Dead Rising: How Capcom's zombie spoof started an open world pandemic
Looking back at Capcom's beloved open world game and how its influenced releases since.
Dead Rising remains the purest distillation of the problem with all sandbox games: there is simply too much of it. Between its two core premises – a world full of zombies and wild weapons, and a complex story players must complete inside a time limit – the game, like flesh bitten from a forearm, is ripped apart.
The originator of Capcom's non-Resident Evil zombie series certainly has a legacy, but as dismal open-world games are churned out for modern day consoles, it looks increasingly dubious. Ten years later, Dead Rising threatens to make slouching idiots of us all.
Moment to moment, it's a wonderful game, filled with colour and fuelled by the evident zeal of its creators. With Resident Evil 4, Capcom had escaped the fixed camera, slow horror confines of its defining zombie series. Two years later, in 2006, the studio flaunted its liberation – loaded with quests, customisation options, weapons, enemies and toys, Dead Rising was one of the first true sandbox games of what was then the new console generation.
It played, like so many successful games do, to the daydreams of adolescents. Who didn't sit in school planning how they would survive a zombie outbreak? Who didn't watch George Romero's Dawn of the Dead and think 'that looks like fun'? Resident Evil: Outbreak had promised a bigger, more malleable zombie survival simulation, where your choices would determine who lived and died. But under the weight of the PS2's choppy Network and the stale RE series model, it collapsed. Dead Rising, however, was the real deal. Where every zombie apocalypse mod for Grand Theft Auto had felt ragged, Dead Rising was whole, and effortlessly convincing.
It was a progenitor, also, for how contemporary games and their players regard environments and images. The opening of Dead Rising has players, from the vantage point of a helicopter, taking photographs of a zombie-infested town below. Throughout the rest of the game players earn points by framing and capturing quality pictures. A shot of a crowd of zombies eating some poor survivor against a colourful, sometimes humorous, backdrop, will help the player to quickly level up and improve their character.
It was primitive and artificial – admire our level design and get a reward! - but Dead Rising asked players to occasionally stop what they were doing and look around. It promised, in return for such rumination, increased enjoyment. Today, there are dozens of games built entirely upon that premise. Everybody's Gone to the Rapture, No Man's Sky, Proteus, Adrift and a lot more invite players to look rather than do, and find ways to make that simple act of observing a video game in and of itself.
It is common now for stories to be told through scenery, collected artefacts and other ambient means. Dead Rising, with its in-game camera, was a prod towards the BioShock, Gone Home and Fallout form of narrative. Definitively, it told players it was good to just look around.
And yet it is difficult, today, not to view Dead Rising as the harbinger of other, ugly modern video game tropes. Like Saints Row, which would follow it shortly, and its own sequels, Dead Rising is one of the games that led developers, critics and players to wrongly conflate "moronic" and "entertaining." Just Cause 3, Grand Theft Auto 5 and other modern sandboxes, instead of intelligent and meaningful distraction or narrative gravitas, now pursue outlandish, low-brow slapstick. Saints Row is "fun" because you can hit pedestrians with a dildo. Grand Theft Auto is "fun" because you can strip to your underwear and do diving head butts into people. Just Cause is "fun" because you can blow everything up. There are no right and wrong ways for sandbox games to be, but a specific, formal model of the open world persists, relentlessly, and it's rooted in the narrow definition of "fun" that Dead Rising, with its predilection for absurdity and toys, helped carry into a new generation of game-making.

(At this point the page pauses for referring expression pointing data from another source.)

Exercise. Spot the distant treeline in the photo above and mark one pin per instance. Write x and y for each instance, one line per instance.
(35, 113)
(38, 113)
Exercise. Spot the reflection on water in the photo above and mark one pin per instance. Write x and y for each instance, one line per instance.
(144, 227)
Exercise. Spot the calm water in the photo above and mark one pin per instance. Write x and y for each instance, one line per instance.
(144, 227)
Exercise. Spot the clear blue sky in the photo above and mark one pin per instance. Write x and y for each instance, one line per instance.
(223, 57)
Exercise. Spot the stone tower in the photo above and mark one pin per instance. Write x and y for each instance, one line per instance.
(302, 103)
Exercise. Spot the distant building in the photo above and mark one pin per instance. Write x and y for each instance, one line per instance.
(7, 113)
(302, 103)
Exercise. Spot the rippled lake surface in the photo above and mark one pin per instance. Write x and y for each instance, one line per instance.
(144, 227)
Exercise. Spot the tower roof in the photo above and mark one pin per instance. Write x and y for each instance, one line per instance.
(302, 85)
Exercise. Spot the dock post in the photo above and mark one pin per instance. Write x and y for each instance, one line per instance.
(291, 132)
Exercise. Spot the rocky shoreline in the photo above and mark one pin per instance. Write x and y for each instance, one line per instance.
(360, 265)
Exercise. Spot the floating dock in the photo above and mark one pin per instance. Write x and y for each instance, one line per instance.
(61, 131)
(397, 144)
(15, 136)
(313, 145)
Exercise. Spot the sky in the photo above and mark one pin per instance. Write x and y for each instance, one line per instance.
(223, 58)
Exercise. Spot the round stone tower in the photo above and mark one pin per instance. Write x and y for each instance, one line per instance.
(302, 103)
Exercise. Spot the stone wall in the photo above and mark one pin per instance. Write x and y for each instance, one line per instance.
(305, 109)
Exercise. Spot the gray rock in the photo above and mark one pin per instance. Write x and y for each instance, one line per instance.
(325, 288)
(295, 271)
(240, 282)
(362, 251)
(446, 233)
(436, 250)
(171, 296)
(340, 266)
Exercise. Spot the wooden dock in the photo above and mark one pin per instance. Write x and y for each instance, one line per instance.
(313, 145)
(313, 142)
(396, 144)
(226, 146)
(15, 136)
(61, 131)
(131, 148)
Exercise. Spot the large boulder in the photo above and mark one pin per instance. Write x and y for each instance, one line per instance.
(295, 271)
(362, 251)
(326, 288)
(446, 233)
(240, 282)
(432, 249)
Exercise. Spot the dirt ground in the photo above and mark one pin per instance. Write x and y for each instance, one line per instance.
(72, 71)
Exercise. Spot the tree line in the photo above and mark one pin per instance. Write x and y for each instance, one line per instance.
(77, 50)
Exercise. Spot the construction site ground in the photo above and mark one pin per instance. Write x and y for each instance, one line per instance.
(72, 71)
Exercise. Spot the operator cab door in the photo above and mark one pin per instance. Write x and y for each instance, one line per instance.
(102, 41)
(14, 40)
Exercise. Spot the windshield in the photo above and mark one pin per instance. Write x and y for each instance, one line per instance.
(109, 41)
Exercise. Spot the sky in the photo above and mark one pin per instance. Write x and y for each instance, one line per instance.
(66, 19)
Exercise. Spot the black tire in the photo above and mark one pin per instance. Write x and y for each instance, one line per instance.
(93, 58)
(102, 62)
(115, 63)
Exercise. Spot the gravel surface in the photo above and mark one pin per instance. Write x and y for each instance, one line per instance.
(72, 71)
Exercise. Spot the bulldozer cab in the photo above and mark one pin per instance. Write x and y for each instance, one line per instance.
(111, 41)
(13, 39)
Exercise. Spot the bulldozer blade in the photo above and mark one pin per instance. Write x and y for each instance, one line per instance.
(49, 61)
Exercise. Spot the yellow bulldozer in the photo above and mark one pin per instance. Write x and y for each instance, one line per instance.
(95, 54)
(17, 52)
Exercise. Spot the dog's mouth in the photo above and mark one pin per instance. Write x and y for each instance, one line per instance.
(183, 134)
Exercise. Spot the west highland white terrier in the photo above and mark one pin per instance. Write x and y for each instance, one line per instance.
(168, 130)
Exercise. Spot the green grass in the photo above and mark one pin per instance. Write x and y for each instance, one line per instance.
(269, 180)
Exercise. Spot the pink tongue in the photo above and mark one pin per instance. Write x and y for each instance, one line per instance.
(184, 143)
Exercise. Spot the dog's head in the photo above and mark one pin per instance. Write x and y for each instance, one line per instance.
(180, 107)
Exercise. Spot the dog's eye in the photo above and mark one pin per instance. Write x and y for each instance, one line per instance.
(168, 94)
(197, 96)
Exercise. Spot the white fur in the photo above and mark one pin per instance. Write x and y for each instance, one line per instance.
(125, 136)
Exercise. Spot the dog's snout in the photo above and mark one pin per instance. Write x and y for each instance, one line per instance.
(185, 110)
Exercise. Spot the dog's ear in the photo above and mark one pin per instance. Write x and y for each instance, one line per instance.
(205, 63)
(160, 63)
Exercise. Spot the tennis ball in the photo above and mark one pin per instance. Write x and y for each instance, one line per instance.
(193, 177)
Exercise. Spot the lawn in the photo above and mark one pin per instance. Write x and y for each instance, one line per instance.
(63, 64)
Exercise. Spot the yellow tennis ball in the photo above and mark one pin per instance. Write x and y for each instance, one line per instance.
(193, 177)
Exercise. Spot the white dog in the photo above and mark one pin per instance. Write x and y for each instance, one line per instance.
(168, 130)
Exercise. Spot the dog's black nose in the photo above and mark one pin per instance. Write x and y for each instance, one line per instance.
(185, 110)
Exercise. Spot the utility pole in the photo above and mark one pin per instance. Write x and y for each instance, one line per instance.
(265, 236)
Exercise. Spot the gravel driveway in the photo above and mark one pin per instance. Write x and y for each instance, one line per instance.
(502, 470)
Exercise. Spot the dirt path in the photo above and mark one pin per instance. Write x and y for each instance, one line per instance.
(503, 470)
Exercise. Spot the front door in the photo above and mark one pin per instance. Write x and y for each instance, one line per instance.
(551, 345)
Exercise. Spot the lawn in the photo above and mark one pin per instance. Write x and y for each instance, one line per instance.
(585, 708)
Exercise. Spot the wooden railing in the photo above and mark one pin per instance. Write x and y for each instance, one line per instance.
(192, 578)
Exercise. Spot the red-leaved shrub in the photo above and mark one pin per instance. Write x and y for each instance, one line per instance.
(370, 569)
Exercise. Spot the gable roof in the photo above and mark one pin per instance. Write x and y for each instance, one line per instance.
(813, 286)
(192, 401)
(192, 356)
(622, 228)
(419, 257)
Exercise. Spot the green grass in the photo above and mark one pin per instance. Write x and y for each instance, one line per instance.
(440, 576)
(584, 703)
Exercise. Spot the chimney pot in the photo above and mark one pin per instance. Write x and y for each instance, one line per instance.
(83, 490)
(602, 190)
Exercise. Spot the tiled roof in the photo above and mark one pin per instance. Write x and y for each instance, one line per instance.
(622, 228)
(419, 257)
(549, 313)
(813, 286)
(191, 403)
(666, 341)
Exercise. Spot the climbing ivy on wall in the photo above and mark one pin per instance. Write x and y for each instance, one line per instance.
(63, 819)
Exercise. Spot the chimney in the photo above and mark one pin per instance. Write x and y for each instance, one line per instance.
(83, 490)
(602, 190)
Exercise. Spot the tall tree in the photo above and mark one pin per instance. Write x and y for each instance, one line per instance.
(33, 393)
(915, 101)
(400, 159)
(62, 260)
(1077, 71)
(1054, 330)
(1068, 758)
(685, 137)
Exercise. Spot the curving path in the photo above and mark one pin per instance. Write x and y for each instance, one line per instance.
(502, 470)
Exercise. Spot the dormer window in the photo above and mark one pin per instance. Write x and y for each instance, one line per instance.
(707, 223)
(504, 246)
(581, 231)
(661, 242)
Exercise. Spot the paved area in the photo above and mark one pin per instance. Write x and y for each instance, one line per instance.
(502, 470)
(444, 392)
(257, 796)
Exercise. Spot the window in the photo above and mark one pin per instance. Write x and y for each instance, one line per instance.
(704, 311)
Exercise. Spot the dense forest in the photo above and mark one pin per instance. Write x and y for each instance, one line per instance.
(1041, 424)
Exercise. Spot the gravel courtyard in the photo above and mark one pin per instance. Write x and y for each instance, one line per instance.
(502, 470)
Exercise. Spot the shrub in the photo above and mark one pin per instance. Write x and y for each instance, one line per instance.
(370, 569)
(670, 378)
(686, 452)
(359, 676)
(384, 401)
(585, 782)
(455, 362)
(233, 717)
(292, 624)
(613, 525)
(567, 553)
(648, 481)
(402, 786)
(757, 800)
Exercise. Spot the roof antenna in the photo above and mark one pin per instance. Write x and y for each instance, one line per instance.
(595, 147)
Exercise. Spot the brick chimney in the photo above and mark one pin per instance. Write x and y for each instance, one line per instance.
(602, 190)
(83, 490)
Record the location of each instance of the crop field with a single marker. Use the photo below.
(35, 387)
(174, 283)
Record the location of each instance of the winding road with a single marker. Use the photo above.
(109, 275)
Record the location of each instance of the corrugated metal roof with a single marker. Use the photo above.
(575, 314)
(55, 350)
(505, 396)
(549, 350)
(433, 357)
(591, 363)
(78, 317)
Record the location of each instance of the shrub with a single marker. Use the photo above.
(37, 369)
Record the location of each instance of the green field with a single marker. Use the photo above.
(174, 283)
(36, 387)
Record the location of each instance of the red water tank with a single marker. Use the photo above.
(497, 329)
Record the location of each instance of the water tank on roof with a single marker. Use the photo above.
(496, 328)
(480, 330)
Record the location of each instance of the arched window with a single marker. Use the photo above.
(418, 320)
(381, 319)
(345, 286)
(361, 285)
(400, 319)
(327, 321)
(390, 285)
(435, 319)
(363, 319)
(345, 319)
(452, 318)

It's also meaninglessly violent (the bloodshed isn't satisfying even in the basest sense) and constantly being pulled between plot and experience. It wasn't the first open-world game to suffer from lack of a discernible identity, but, again, as a flag bearer for sandboxes going into the seventh console generation, one can't help but trace the narrative problems in games like Red Dead Redemption and Assassin's Creed back to Dead Rising. Just what are you supposed to do? Using its trinkets and toys the game invites you to splash around. On the contrary, it's determined to pull you out of the water. A time limit underscores not just every mission but the entire game, meaning Dead Rising's story always gets in front of its playfulness. It's a game – like almost every modern sandbox – where what you do gets in the way of what your character is supposed to be doing, and vice-versa. Ten years later, Dead Rising endures as one of the most prominent examples of how writing and raw, unbridled play do not mix.
Like a zombie virus, its faults have spread, generating a pandemic of confused, contradictory, ultimately unfulfilling open-world games, which seem to be judged only on their capacity to accommodate players' impulses. The reanimated corpse of our closest friend, shuffling toward us, arms outstretched, as we obliviously try to make conversation. Dead Rising, in 2006, was a monster we failed to recognise.
The 10th anniversary remasters of Dead Rising, Dead Rising 2 and Dead Rising 3 (sold separately) are out now on PS4 and Xbox One. The original is also out on PC.